I’m not sure how many 16-24 year old clients you currently have – I’m going to guess at not that many – but when it comes to the younger age groups there is definitely a need to ramp up the educational message around credit scores and what it could potentially mean for them.
David Jones is director of Click2Check
While there has been a growing education piece around credit scores, what they mean, what they could mean for those seeking finance, and just how they can be improved with just a few simple changes, there is still a concerning lack of knowledge particularly from certain client demographics.
I’m not sure how many 16-24 year old clients you currently have – I’m going to guess at not that many – but when it comes to the younger age groups there is definitely a need to ramp up the educational message around credit scores and what it could potentially mean for them.
Recent research from Compare the Market revealed that nearly nine out of 10 had no idea what a credit score is or what it’s used for, and nearly half were unaware that they are used when determining whether they can secure a mortgage. The knowledge levels are better for the wider population but the figures still reveal that work needs to be done – for instance, 29% are unaware credit scores are utilised for mortgages.
Clearly, for many, the whole nature of credit scores has passed them by, and you can bet that if you’re unaware of how scores are used, you’re unlikely to be aware of what your score actually looks like and what aspects of your score might be concerning or requiring repair.
Indeed, I’d go so far as to say that you’re also much more likely to be oblivious to what potential marks you might have against your credit report, and to what the overall impact of that might be. Have you forgotten those missed mobile phone payments or that you were once rejected for a credit card?
Going back to the younger age group however, there are a couple of points to be made. Firstly, while the average age of the UK first-time buyer is now well into their 30s, it’s not beyond the realms of possibility that you’ll be dealing with clients who are younger and looking to get on the first rung of the property ladder.
If there is a complete lack of understanding about credit scores then they are also likely to be unclear about what their own credit report looks like, at which point it would make perfect sense for advisers to be accessing this at the outset to see exactly what the true state of play is. Utilise a product like Credit Assess and you can also secure all the Open Banking data which will immediately put you on the front foot for when it comes to securing a mortgage.

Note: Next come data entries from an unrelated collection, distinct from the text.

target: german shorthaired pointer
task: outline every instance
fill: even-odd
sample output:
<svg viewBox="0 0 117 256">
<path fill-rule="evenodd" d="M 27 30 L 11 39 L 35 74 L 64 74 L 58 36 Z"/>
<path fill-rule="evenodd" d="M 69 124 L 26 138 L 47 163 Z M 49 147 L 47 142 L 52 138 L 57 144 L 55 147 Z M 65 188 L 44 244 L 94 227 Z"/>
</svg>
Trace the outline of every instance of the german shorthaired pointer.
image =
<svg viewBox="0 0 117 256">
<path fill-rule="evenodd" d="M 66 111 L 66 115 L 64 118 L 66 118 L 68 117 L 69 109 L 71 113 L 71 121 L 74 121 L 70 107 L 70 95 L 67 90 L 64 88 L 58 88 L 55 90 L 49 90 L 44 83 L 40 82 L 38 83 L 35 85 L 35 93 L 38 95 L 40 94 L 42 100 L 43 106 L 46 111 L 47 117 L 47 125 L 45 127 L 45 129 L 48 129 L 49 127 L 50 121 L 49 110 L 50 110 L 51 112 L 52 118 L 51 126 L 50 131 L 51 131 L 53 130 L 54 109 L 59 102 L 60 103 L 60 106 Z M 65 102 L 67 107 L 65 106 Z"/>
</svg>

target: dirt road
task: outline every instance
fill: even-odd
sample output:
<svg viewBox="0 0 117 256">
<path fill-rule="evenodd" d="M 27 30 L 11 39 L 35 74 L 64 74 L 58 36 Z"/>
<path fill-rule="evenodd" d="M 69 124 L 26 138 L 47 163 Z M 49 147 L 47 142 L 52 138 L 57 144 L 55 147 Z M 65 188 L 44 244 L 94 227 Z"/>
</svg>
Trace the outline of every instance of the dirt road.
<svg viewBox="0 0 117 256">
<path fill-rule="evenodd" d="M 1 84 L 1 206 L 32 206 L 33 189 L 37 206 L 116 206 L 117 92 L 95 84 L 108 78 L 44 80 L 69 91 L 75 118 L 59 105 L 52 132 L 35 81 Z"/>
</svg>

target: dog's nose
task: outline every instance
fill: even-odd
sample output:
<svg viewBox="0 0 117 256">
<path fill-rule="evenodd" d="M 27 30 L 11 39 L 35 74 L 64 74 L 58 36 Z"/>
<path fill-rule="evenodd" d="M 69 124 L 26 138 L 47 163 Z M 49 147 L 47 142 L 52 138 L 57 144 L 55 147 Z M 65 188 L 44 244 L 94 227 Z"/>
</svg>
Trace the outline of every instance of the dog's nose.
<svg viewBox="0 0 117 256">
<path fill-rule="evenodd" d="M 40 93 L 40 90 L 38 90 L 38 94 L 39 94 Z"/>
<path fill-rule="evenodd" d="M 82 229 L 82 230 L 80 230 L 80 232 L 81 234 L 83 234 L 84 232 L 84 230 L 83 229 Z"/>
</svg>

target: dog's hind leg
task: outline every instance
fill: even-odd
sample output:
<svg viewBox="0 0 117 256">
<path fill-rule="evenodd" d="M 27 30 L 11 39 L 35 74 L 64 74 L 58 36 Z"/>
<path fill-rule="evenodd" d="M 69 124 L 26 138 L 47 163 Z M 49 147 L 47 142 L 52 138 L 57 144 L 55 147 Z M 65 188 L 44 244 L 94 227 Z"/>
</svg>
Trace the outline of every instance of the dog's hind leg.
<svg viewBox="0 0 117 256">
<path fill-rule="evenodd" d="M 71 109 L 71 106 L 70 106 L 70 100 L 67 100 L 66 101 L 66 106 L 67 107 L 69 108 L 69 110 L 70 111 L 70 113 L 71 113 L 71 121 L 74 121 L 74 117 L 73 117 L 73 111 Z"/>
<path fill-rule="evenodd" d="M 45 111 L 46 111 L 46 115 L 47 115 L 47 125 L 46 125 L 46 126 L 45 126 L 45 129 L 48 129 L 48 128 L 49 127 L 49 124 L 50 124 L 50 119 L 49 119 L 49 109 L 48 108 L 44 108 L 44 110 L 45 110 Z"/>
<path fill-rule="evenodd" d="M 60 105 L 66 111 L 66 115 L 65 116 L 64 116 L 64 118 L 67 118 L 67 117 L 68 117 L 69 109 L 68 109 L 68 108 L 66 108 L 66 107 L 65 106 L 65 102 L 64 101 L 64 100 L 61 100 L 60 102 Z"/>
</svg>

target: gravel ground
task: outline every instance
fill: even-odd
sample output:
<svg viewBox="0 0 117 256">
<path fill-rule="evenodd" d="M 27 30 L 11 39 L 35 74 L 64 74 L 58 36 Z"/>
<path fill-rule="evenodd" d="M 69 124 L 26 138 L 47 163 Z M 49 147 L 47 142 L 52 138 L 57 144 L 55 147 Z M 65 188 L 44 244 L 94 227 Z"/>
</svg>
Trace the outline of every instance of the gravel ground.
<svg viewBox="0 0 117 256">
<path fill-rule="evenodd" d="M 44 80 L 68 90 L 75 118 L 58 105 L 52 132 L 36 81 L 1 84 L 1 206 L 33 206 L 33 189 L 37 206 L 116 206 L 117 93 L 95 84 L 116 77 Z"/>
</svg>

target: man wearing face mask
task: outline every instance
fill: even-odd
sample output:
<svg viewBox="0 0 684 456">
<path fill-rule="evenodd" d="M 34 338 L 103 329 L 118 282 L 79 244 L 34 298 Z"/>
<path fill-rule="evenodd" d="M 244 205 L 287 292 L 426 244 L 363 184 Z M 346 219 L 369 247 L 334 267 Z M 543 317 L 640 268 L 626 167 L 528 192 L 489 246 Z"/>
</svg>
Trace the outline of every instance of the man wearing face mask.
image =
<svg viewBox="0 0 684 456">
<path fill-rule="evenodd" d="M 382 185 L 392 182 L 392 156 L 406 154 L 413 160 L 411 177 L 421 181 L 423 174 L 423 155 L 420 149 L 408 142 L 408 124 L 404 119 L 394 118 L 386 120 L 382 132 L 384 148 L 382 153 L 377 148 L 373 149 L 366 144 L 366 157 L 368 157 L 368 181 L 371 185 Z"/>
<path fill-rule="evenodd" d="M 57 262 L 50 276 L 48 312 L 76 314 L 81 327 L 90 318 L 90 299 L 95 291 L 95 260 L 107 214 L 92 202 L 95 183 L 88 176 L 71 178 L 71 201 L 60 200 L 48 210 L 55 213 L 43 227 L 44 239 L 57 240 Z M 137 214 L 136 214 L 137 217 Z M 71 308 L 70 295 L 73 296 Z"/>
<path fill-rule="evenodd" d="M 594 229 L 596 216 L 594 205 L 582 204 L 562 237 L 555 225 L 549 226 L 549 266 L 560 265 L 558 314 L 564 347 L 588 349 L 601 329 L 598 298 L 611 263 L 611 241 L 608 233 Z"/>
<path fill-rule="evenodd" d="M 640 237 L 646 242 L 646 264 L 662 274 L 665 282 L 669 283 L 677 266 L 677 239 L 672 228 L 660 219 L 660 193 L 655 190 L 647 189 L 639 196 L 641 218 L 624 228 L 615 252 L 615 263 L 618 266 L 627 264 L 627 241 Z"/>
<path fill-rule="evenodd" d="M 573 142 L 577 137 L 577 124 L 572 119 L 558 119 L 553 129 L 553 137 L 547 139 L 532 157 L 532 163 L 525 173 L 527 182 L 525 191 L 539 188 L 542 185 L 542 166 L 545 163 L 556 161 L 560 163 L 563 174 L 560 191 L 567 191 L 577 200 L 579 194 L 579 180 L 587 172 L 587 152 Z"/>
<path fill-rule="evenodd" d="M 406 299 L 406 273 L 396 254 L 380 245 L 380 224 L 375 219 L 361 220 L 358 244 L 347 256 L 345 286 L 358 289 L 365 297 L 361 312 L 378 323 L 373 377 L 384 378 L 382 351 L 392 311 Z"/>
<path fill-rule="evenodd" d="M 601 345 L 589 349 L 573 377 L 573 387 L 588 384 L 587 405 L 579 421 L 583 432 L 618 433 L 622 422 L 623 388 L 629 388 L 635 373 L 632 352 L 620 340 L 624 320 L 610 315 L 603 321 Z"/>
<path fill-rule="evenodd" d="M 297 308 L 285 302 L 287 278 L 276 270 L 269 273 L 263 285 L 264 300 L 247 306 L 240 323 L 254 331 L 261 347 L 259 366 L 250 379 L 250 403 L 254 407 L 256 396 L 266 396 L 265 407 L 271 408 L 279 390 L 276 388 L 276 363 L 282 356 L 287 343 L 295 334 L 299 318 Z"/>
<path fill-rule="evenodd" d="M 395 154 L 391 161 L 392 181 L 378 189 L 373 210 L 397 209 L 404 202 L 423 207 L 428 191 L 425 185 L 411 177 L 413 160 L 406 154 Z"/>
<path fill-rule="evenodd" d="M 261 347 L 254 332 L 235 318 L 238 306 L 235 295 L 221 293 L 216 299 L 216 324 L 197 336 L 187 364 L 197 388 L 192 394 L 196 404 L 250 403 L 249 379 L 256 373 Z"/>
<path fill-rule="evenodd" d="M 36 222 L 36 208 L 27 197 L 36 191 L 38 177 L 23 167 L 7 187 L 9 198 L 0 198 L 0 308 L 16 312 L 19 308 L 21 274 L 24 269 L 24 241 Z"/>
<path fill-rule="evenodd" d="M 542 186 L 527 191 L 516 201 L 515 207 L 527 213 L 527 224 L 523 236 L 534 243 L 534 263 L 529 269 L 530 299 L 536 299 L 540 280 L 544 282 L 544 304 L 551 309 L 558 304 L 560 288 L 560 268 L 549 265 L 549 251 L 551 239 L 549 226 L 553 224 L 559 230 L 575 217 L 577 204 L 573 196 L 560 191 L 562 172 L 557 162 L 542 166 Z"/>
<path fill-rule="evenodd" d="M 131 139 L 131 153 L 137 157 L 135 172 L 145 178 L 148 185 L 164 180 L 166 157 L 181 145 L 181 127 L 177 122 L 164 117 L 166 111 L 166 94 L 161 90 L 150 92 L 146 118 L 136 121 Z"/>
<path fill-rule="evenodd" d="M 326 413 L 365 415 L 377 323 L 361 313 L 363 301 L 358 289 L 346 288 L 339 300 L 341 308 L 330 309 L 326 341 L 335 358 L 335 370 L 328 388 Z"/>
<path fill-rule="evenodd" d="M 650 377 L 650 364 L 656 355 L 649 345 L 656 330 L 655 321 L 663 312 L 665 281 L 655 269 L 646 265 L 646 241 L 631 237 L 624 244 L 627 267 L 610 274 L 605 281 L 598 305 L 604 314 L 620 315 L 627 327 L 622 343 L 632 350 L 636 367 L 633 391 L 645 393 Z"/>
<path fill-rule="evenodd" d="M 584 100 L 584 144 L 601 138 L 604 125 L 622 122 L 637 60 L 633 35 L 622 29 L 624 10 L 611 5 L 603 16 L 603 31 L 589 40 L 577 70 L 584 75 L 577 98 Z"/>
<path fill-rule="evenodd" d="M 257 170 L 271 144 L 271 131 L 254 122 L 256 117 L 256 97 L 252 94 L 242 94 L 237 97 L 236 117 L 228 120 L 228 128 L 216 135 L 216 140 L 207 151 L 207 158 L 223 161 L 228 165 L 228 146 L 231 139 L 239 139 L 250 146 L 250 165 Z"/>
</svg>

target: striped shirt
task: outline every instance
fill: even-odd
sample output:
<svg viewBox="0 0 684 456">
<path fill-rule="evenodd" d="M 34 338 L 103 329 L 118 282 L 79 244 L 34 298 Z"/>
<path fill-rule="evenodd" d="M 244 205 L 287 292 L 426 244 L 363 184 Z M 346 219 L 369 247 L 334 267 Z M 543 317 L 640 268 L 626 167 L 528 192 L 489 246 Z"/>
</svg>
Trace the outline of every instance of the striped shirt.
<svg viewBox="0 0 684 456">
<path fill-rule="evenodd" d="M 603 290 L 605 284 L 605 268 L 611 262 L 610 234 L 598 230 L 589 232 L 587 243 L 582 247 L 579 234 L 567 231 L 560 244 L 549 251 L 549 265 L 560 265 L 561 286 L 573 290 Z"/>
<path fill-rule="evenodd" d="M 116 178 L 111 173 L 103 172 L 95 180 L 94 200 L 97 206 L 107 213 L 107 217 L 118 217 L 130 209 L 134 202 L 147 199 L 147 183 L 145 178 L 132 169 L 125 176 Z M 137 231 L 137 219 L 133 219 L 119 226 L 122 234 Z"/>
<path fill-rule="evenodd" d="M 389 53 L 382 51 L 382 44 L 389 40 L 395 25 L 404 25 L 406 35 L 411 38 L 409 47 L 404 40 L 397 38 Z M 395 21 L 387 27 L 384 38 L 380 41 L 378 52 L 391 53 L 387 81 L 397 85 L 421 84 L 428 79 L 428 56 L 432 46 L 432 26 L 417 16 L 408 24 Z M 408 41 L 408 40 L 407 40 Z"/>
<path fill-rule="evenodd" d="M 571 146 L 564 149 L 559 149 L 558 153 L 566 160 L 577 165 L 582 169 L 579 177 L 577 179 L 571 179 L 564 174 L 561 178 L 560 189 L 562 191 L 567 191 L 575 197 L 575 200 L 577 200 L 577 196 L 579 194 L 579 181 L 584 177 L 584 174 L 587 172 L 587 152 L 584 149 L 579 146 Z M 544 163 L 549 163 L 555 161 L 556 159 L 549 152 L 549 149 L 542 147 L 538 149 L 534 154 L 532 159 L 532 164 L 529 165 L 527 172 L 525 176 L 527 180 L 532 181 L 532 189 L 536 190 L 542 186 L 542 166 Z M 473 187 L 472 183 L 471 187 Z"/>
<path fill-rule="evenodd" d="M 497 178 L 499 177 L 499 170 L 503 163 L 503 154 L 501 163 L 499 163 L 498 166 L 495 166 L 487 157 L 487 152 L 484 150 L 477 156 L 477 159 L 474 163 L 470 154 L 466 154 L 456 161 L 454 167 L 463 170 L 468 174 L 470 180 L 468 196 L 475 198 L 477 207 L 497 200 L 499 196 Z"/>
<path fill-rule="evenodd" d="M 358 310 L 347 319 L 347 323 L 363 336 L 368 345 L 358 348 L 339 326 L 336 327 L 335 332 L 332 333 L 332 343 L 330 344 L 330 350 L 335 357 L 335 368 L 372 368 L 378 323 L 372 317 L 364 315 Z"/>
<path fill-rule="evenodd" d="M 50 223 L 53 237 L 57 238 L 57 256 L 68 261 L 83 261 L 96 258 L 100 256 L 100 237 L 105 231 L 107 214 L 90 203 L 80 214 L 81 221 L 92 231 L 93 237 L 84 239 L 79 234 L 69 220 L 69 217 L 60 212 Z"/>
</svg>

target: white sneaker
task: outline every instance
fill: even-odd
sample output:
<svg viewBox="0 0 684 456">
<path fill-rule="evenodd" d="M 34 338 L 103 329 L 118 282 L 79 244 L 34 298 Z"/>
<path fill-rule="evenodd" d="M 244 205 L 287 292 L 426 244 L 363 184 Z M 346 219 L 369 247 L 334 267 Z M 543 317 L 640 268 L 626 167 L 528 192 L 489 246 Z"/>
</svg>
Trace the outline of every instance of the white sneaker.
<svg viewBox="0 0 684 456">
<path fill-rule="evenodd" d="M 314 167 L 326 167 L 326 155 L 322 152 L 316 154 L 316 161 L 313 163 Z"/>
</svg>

Secondly, there’s also another element here and it comes with the increased use of the Bank of Mum and Dad, particularly if they are acting as a guarantor to their offspring, or they are utilising a Joint Borrower Sole Proprietor arrangement. Here, you’re going to have multiple clients/borrowers within the mortgage process and again you’re going to want to have all their financial information upfront before being able to proceed.
Not only are you therefore able to get off on a strong footing with these younger clients but, by helping, educating and supporting them through the entire process (plus potentially other members of their family) you are hopefully securing a client for life, plus all the potential referrals and recommendations that will follow from this.
For first-time buyer clients the whole process will be new and perhaps even bewildering. An adviser offers the perfect hand-holding arrangement and by using the credit report and banking data, you stand the best possible chance of getting them to their property destination in much better shape than they could ever manage themselves.